Diese Geschichte, und die Jugend und Freimütigkeit des
Angeklagten, machten auf Asad-bachts Gemüt einen starken Eindruck, und
beruhigten eine Weile seinen Zorn. Er ließ also die Hinrichtung aufschieben,
jedoch mit dem festen Vorsatz, das frevelhafte Unterfangen seines Günstlings zu
bestrafen.

Am folgenden Morgen trat der dritte Wesir, der sich mit
allen den übrigen gegen das Leben des jungen Bacht-jar verschworen hatte, vor
den König hin, und sprach zu ihm: „Herr, ungern haben gestern eure Minister
vernommen, dass ihr noch das Leben desjenigen geschont habt, der soeben ein
Verbrechen begangen hat, dessen Schande auf unser ganzes Land zurückfällt. Die
Milde ist ohne Zweifel eine Tugend. Sie muss jedoch Grenzen haben. Der Honig ist
eine köstliche Speise. Er ist aber sehr gefährlich, wenn man zuviel davon
genießt. Wir dringen auf eine Handlung der Gerechtigkeit, welcher euer
Majestät nicht ohne Gefahr aufschieben kann.“

Diese Vorstellung überredete den Fürsten, der auf der
Stelle befahl, den angeklagten kommen zu lassen.

„Ich habe beschlossen,“ sprach er zu ihm,
„deine Bestrafung nicht länger aufzuschieben. Das Verbrechen, dessen du
dich schuldig gemacht hast, muss durch dein Blut gesühnt werden, und deine
Bestrafung soll meinen Untertanen zum heilsamen Beispiel dienen.“

Eben so ruhig, als am vorigen Tag, antwortete Bacht-jar
folgendermaßen: „Herr, mein Leben steht in Eurer Gewalt, und ihr habt
darüber zu gebieten. Aber bedenkt euch noch recht, bevor ihr meinen Tod
befehlt. Zu große Ungeduld und übereilung sind oft gefährlich, und man bereut
es manches Mal, dass man sich nicht überwunden hat, zu warten. So verlor der
Sohn des Königs von Halep, weil er nicht auf den rat seines Vaters hörte und
einer unverzeihlichen Ungeduld nachgab, zugleich den Thron und seine
Geliebte.“

„Wer war dieser Prinz von Halep?“, fragte Asad-bacht.
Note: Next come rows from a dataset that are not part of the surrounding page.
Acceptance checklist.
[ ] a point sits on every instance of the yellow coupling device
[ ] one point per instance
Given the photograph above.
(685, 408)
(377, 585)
„Ich will es euch erzählen,“ antwortete
Bacht-jar und fuhr folgendermaßen fort:

Geschichte
Behesads, des Ungeduldigen

„Zu der Zeit als Halep die Hauptstadt einiger Staaten
umher war, herrschte dort ein König, der durch seine Gerechtigkeit, Güte,
Leutseligkeit und Milde bei seinen Untertanen beliebt war, und sich besonders
durch seine edelmütige Gastfreiheit gegen Fremde, welche sein Reich besuchten,
auszeichnete.

Dieser König hatte einen Sohn, Namens Behesad1)
einen Jüngling voll guter Eigenschaften, und der mit einer sehr umfassenden
Bildung große Anmut des Betragens verband. Er hatte nur den einzigen Fehler,
alles was er unternahm, mit der äußersten Ungeduld zu betreiben, und manchmal
eine unzeitige Lebhaftigkeit zu zeigen.


1)
Behesad: Beh-sad heißt: glücklich geboren.